Code "Omega"-1,222,333,444,5.5"-high heels

The last command would mangle it to

Code:

Code "Omega"-12223334445.5"-high heels

In this particular case, the teip regular expression could be fixed using Oniguruma RE engine which is more powerful, but also slower than the GNU RE engine:

Code:

teip -oGg',\K"-?[0-9]+(,[0-9]+)+(.[0-9]{1,2})?"' -- tr -d ,\" <test.csv

but that's beyond the point I'm trying to get across.

Actually, RFC 4180 states

Quote:

Fields containing line breaks (CRLF), double quotes, and commas should be enclosed in double-quotes.
[...]
If double-quotes are used to enclose fields, then a double-quote appearing inside a field must be escaped by preceding it with another double quote.

So in an RFC 4180-conform CSV that record might look like

Code:

"Code ""Omega""-1",222,333,444,"5.5""-high heels"

but you can't count on that.

I cannot think offhand of any example data that would trip the sed command above, but that doesn't mean they don't exist. All that prevented sed from tripping badly in this example was the first comma at the beginning of expression. Hopefully, this shows why parsing CSV with regular expressions is dangerous.

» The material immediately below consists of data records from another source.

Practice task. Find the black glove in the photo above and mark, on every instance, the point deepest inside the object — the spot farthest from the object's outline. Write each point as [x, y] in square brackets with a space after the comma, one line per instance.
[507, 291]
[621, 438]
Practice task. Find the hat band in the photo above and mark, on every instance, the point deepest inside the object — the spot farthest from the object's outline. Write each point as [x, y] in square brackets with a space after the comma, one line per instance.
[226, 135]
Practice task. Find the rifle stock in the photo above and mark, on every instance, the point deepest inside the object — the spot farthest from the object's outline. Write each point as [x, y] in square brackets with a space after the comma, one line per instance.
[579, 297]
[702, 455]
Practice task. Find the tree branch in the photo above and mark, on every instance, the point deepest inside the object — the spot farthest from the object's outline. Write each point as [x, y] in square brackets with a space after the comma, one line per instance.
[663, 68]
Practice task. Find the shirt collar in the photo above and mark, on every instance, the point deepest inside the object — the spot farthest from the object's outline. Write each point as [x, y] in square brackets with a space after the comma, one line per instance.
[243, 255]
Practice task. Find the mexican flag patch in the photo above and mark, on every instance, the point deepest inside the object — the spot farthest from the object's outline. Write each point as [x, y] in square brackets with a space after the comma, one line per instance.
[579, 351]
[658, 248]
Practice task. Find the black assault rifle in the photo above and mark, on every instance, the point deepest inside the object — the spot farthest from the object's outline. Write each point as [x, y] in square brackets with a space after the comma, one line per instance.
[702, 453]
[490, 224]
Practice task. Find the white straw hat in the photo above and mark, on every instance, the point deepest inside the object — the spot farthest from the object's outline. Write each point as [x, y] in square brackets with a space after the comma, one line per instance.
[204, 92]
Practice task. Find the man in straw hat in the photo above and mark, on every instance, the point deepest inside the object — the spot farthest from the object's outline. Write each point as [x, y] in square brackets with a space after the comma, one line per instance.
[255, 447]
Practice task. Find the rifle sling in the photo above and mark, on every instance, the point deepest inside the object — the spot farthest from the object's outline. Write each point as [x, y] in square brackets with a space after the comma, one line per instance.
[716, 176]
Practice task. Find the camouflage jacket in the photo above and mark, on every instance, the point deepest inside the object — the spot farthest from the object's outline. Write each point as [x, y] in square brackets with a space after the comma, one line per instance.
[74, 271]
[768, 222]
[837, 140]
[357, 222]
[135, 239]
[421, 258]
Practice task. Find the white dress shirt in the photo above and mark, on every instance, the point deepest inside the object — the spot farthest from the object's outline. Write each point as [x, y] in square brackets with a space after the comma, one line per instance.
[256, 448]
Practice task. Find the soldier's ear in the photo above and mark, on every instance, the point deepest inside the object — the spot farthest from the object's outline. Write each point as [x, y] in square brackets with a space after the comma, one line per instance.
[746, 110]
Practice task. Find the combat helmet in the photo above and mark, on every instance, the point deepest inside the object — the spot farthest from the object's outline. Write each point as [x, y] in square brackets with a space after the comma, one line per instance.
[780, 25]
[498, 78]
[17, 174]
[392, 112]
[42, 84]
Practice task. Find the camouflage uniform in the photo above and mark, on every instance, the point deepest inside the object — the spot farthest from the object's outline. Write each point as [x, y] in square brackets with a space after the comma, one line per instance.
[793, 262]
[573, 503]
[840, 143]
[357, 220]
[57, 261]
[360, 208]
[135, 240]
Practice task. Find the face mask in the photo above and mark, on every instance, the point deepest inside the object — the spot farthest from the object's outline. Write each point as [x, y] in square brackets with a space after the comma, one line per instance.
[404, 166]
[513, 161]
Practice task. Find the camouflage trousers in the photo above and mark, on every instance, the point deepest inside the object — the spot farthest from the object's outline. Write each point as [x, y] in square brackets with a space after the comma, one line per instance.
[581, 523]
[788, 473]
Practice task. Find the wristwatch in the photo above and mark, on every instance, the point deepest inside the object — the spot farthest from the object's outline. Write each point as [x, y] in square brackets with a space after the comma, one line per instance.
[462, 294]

satyarankireddy · 04-10-2021, 12:30 PM

Quote:

Originally Posted by boughtonp

Also, five minutes before posting here, you posted the same question here: https://www.linux.org/threads/perl-performance-issue.33962

It's rude to cross-post without at the very least saying you've done so and providing the URL of the other thread.
(When you don't do that, people responding may waste time repeating what others have already said.)

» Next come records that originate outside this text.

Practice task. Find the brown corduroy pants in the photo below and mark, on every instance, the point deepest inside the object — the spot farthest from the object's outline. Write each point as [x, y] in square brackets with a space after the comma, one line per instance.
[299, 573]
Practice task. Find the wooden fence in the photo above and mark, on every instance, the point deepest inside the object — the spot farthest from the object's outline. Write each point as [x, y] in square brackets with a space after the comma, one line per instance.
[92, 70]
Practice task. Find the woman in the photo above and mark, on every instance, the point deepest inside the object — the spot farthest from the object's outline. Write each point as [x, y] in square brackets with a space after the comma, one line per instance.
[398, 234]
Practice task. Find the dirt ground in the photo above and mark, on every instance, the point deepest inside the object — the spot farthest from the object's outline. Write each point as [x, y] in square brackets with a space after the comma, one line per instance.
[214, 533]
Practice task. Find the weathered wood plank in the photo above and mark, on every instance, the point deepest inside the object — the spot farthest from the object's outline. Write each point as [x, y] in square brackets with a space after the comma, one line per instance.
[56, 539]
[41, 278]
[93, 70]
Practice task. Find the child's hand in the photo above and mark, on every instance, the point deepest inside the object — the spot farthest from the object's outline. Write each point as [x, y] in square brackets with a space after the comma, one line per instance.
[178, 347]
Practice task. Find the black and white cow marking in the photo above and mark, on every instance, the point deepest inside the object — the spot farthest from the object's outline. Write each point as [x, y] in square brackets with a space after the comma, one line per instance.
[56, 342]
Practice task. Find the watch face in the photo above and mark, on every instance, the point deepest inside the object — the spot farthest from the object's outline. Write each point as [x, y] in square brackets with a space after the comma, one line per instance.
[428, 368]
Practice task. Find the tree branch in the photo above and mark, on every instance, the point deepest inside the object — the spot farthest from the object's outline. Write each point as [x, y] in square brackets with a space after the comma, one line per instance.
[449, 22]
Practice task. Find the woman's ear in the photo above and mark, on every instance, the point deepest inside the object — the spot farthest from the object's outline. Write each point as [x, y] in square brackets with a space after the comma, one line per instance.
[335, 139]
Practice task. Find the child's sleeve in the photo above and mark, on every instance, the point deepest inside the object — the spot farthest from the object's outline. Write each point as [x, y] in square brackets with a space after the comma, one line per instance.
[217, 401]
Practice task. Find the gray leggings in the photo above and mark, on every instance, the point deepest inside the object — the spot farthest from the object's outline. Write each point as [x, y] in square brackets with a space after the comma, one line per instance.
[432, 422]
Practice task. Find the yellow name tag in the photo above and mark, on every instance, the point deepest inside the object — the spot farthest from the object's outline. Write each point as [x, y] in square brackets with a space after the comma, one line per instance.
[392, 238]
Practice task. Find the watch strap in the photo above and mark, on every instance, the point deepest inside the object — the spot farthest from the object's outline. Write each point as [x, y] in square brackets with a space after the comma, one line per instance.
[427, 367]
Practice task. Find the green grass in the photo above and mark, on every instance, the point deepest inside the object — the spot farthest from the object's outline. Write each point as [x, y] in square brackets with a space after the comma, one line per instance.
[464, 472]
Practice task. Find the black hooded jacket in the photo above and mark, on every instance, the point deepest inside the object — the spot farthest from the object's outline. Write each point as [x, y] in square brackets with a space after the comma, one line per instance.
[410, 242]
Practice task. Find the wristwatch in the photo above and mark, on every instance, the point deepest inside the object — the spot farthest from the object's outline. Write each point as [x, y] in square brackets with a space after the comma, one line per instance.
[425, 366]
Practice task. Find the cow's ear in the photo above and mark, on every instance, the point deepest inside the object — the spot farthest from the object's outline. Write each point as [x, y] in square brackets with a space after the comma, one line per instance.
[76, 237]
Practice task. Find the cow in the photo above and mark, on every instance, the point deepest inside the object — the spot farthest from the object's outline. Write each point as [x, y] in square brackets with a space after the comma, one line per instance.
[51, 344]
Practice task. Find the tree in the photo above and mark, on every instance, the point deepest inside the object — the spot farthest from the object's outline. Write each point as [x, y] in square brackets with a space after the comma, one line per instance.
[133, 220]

To get a quick suggestion, I've posted the same queries on multiple platforms. I'm going to delete my post on other platforms. Anyway, you guys help me with this. I don't want spoiled other folks time.

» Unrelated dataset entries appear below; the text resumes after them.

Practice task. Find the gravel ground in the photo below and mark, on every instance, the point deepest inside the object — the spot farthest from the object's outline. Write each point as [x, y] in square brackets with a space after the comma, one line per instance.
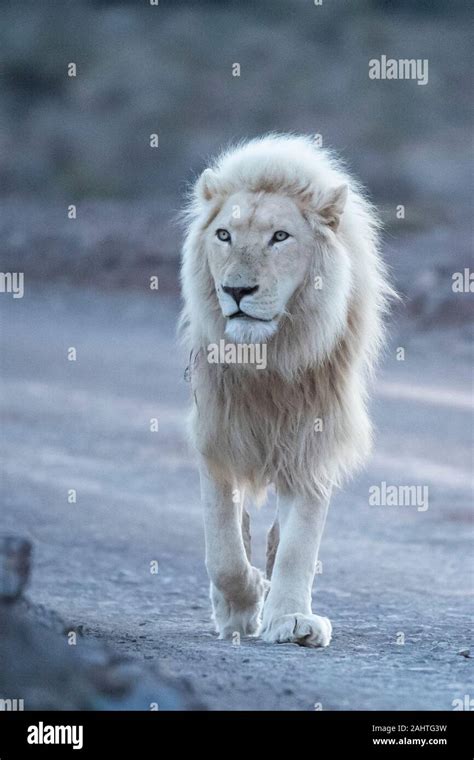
[387, 571]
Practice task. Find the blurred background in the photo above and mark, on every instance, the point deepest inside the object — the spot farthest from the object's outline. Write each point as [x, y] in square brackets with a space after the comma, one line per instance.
[101, 490]
[167, 70]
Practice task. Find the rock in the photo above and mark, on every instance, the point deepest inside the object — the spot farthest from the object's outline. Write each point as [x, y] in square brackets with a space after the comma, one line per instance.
[15, 558]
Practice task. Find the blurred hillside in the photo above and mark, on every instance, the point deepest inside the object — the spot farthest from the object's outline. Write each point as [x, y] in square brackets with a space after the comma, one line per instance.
[168, 70]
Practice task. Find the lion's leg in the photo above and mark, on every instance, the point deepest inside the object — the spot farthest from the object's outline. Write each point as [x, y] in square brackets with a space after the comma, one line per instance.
[237, 588]
[287, 614]
[273, 539]
[246, 531]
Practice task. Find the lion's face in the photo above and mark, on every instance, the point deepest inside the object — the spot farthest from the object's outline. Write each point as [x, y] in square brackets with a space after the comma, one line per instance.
[258, 247]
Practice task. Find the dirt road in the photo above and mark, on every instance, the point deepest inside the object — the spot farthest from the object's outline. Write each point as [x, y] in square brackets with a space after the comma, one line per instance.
[390, 574]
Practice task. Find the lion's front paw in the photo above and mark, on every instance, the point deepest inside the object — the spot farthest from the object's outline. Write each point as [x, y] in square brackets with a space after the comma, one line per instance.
[305, 630]
[242, 614]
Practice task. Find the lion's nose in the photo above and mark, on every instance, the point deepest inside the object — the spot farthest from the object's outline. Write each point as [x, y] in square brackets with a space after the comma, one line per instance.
[238, 293]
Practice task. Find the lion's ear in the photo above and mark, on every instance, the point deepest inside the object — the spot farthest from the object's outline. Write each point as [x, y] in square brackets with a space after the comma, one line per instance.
[332, 205]
[206, 184]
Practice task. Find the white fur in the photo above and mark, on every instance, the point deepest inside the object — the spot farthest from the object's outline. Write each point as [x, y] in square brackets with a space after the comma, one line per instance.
[252, 427]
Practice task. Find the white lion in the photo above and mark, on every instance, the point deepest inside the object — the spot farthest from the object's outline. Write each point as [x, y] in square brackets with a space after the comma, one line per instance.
[281, 249]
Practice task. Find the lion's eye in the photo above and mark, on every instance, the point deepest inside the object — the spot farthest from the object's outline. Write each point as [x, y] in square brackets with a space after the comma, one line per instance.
[223, 236]
[279, 236]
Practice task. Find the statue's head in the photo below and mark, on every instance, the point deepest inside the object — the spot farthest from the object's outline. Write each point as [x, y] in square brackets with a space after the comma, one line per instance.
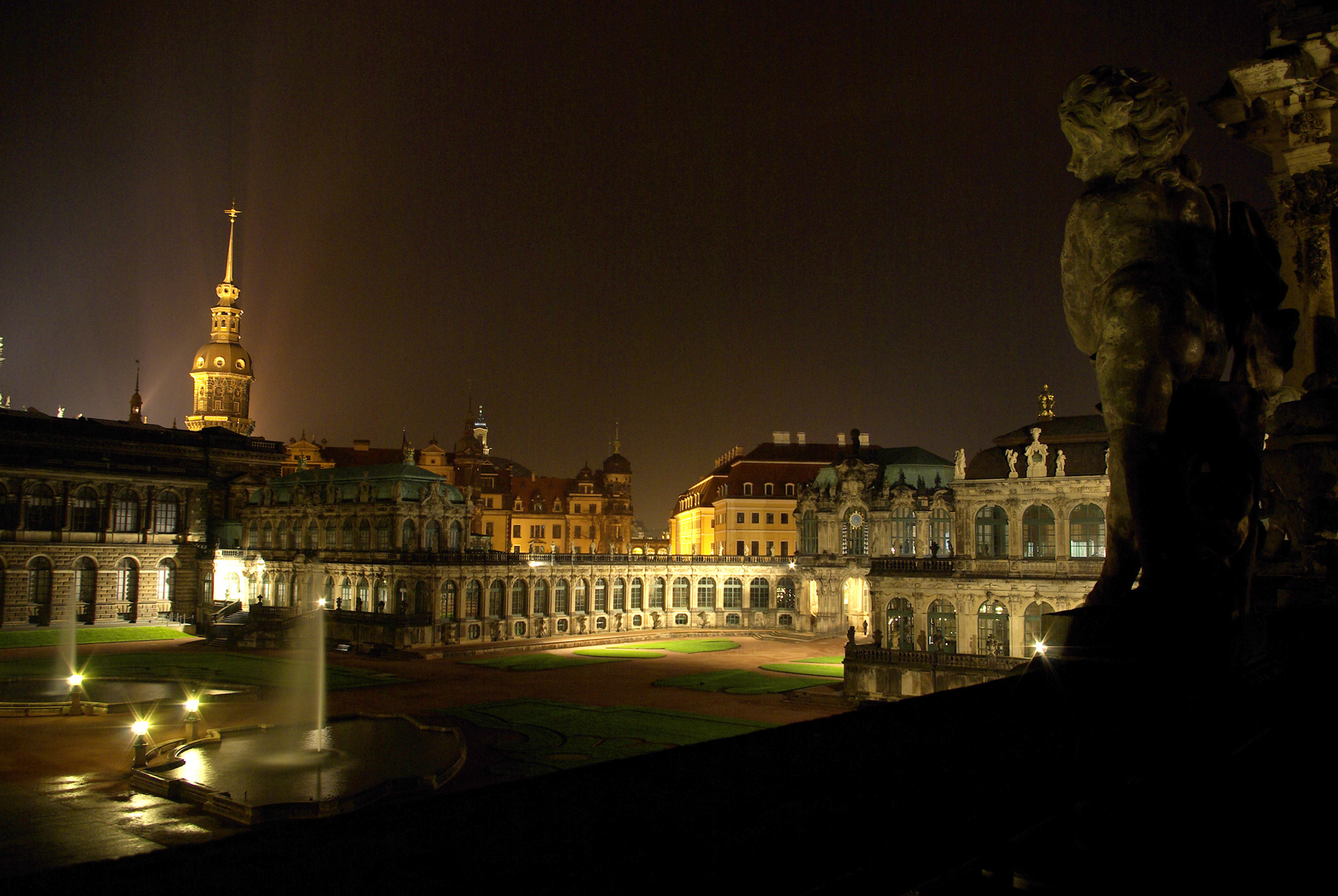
[1126, 124]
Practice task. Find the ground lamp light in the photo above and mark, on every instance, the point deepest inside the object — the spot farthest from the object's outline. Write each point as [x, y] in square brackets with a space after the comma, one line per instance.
[141, 744]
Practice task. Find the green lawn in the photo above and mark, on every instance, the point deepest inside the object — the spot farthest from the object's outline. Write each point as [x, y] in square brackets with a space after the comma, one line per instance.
[809, 668]
[539, 661]
[222, 668]
[736, 681]
[87, 635]
[561, 736]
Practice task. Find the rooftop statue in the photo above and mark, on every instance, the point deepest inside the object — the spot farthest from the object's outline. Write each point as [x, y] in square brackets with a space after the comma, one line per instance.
[1163, 280]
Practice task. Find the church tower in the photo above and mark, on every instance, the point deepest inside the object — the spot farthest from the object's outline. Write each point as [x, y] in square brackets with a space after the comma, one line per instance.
[222, 369]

shruggy · 04-10-2021, 01:49 PM

For completeness sake, here are solutions in miller

Code:

mlr --csv put '
  func n(n){return is_numeric(n)?fmtnum(float(n),"%.2lf"):gsub(n, ",", "")}
  for(k in mapexcept($*,$[[1]],"Desc")){$[k]=n($[k])}
  ' test.csv

gawk

Code:

gawk -vFPAT='[^,]*|"([^"]|"")+"' '
  $2$3$4~/,/{for(i=2;i<5;i++)gsub(/[",]/,"",$i)}1
  ' test.csv

and gawk-csv

Code:

gawk -icsv -vCSVMODE=1 -vCSVFS=, '
  $2$3$4~/,/{for(i=2;i<5;i++)gsub(/,/,"",$i)}1
  ' test.csv

TB0ne · 04-10-2021, 01:59 PM

Quote:

Originally Posted by satyarankireddy

To get a quick suggestion, I've posted the same queries on multiple platforms. I'm going to delete my post on other platforms. Anyway, you guys help me with this. I don't want spoiled other folks time.

Right...except you CAN'T delete you posts on other platforms, anymore than you can delete it here. Funny, you RESPONDED in your other thread, and asked follow up questions.
https://unix.stackexchange.com/quest...formance-issue

And you've been asking about CSV files and parsing for TWO YEARS now. You are essentially using sed on 11 MILLION lines...why are you surprised it's taking a while? And since you've told us NOTHING about your system, the file, disk, CPU, or anything about the Linux you're running, why do you expect us to guess on why it's taking a while, or how to fix the problem???

Write an actual program, using actual parsing utilities if you want better speed. After two years, you should be at least able to do that. And as boughtonp asked, why are you removing the thousand separator in the first place? Isn't for database insertion, since that's easily handled by the DB itself (if the field is defined correctly).

satyarankireddy · 04-11-2021, 12:19 AM

Hello All,

Thanks for your time. I'm closing this thread why bcz working with other folks in another forum.

Thanks

TB0ne · 04-11-2021, 04:45 PM

Quote:

Originally Posted by satyarankireddy

Hello All,
Thanks for your time. I'm closing this thread why bcz working with other folks in another forum.

Thanks

Read the LQ Rules about not using text speak. And you're 'working with other folks' in this case means, "Someone else wrote me a script in another forum", I presume?